I wanted to stay safe in my victim-hood and my anger, even though it was consuming me from the inside out. Begrudgingly, I began using the mantra. What I learned is that the act of mediating and chanting love for our greatest enemy can actually work to soften our own hearts towards them. More importantly, it helps us to forgive ourselves.

I was not proud of my anxiety, sadness, and rage towards my ex. The damage those emotions were causing me had me stuck in perpetual despair. By chanting the Ho’oponopono, and by wishing him and his new girlfriend true and lasting love, I found that I was able to release the bind he had over my mind and heart.

Little by little, I began to build my own Sadhana that was vibrant and fulfilling. I would come to the yoga mat, or to study, with the intention of forgiving myself and forgiving him. I would set the daily intention of seeking love for myself and for all beings in the world. I created vision boards, and repeated daily affirmations. I delighted in moving my body in the yoga room and on my surfboard.

As I did this, the anger and the anxiety were replaced with a sense of calm. I started smiling more. I laughed with strangers in stores and on street corners. I became more giving and patient with friends and family. But, the most profound change happened when I looked in the mirror and saw beauty staring back at me.

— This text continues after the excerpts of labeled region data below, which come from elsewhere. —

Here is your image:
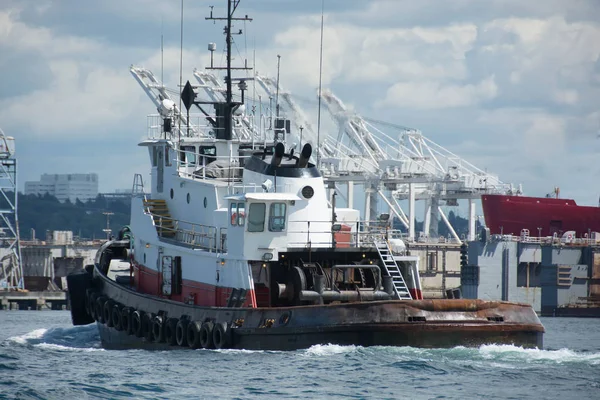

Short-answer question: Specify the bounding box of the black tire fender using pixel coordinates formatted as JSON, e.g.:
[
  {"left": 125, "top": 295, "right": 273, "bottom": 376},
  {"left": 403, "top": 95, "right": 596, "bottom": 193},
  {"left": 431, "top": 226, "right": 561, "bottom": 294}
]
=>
[
  {"left": 131, "top": 310, "right": 146, "bottom": 337},
  {"left": 164, "top": 318, "right": 178, "bottom": 346},
  {"left": 212, "top": 322, "right": 231, "bottom": 349},
  {"left": 152, "top": 315, "right": 165, "bottom": 343},
  {"left": 186, "top": 321, "right": 202, "bottom": 349},
  {"left": 96, "top": 296, "right": 107, "bottom": 324},
  {"left": 110, "top": 303, "right": 123, "bottom": 331},
  {"left": 142, "top": 314, "right": 154, "bottom": 342},
  {"left": 102, "top": 300, "right": 115, "bottom": 328},
  {"left": 200, "top": 321, "right": 215, "bottom": 349},
  {"left": 175, "top": 318, "right": 190, "bottom": 346},
  {"left": 121, "top": 307, "right": 133, "bottom": 335}
]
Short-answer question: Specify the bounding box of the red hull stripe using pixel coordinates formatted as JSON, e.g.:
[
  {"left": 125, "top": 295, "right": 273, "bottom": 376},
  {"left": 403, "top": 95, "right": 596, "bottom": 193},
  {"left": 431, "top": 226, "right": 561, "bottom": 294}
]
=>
[
  {"left": 133, "top": 264, "right": 256, "bottom": 308},
  {"left": 481, "top": 195, "right": 600, "bottom": 237}
]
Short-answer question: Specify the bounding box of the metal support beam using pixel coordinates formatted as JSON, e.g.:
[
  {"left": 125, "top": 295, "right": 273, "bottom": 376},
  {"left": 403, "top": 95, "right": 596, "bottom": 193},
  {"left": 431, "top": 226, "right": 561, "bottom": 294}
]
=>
[
  {"left": 408, "top": 183, "right": 415, "bottom": 240},
  {"left": 347, "top": 181, "right": 354, "bottom": 208},
  {"left": 379, "top": 190, "right": 408, "bottom": 229},
  {"left": 468, "top": 199, "right": 476, "bottom": 241},
  {"left": 438, "top": 207, "right": 462, "bottom": 243},
  {"left": 426, "top": 195, "right": 440, "bottom": 237},
  {"left": 423, "top": 198, "right": 431, "bottom": 236}
]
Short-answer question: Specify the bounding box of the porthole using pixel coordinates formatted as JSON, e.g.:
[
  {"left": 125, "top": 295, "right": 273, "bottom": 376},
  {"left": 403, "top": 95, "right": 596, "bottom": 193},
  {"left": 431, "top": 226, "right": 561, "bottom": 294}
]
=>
[{"left": 302, "top": 186, "right": 315, "bottom": 199}]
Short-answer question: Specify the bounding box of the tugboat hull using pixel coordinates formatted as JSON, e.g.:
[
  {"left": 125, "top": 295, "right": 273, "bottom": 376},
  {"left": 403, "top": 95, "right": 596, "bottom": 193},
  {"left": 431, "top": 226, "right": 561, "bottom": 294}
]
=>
[
  {"left": 74, "top": 269, "right": 544, "bottom": 350},
  {"left": 98, "top": 323, "right": 543, "bottom": 350}
]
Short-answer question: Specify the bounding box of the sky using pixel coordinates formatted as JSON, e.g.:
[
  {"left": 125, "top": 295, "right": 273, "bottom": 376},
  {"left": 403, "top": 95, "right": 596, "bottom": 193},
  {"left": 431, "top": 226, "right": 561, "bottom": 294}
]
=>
[{"left": 0, "top": 0, "right": 600, "bottom": 205}]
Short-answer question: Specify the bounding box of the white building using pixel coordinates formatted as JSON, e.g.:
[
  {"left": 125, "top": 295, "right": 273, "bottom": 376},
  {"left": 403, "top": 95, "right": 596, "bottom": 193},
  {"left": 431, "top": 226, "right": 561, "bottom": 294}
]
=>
[{"left": 25, "top": 174, "right": 98, "bottom": 203}]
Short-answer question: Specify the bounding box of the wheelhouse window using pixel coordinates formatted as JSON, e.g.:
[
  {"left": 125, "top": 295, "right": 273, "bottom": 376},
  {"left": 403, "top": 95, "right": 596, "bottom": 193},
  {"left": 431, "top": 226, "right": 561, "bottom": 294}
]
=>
[
  {"left": 229, "top": 203, "right": 246, "bottom": 226},
  {"left": 181, "top": 146, "right": 196, "bottom": 166},
  {"left": 237, "top": 203, "right": 246, "bottom": 226},
  {"left": 269, "top": 203, "right": 286, "bottom": 232},
  {"left": 248, "top": 203, "right": 267, "bottom": 232}
]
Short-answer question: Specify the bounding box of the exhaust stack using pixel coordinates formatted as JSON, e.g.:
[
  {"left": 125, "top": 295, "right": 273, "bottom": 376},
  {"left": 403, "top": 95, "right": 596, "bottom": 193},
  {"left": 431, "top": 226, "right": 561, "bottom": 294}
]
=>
[
  {"left": 271, "top": 142, "right": 285, "bottom": 167},
  {"left": 296, "top": 143, "right": 312, "bottom": 168}
]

With a stronger sense of my own worth, I began to take actions in my personal life that I was too fearful of when I had been driven by a wounded ego. I recently applied and was accepted into a yoga teacher-training program. I will be living in Costa Rica this summer to continue my Sadhana. I will have the added bonus of surfing in paradise. I have no idea what lies ahead for my heart in the areas of love and partnership. I know that I have closed the chapter of rage and hate. I can forgive my past transgressions.

When my ex-boyfriend crosses my mind, which is infrequently now, I can wish him love with his new girlfriend. I hope he has found a relationship that lasts forever and nourishes his and her spirits. I am no longer looking to compare myself to her or any woman. I am absolutely certain that she is truly beautiful, just as I am absolutely certain that so am I.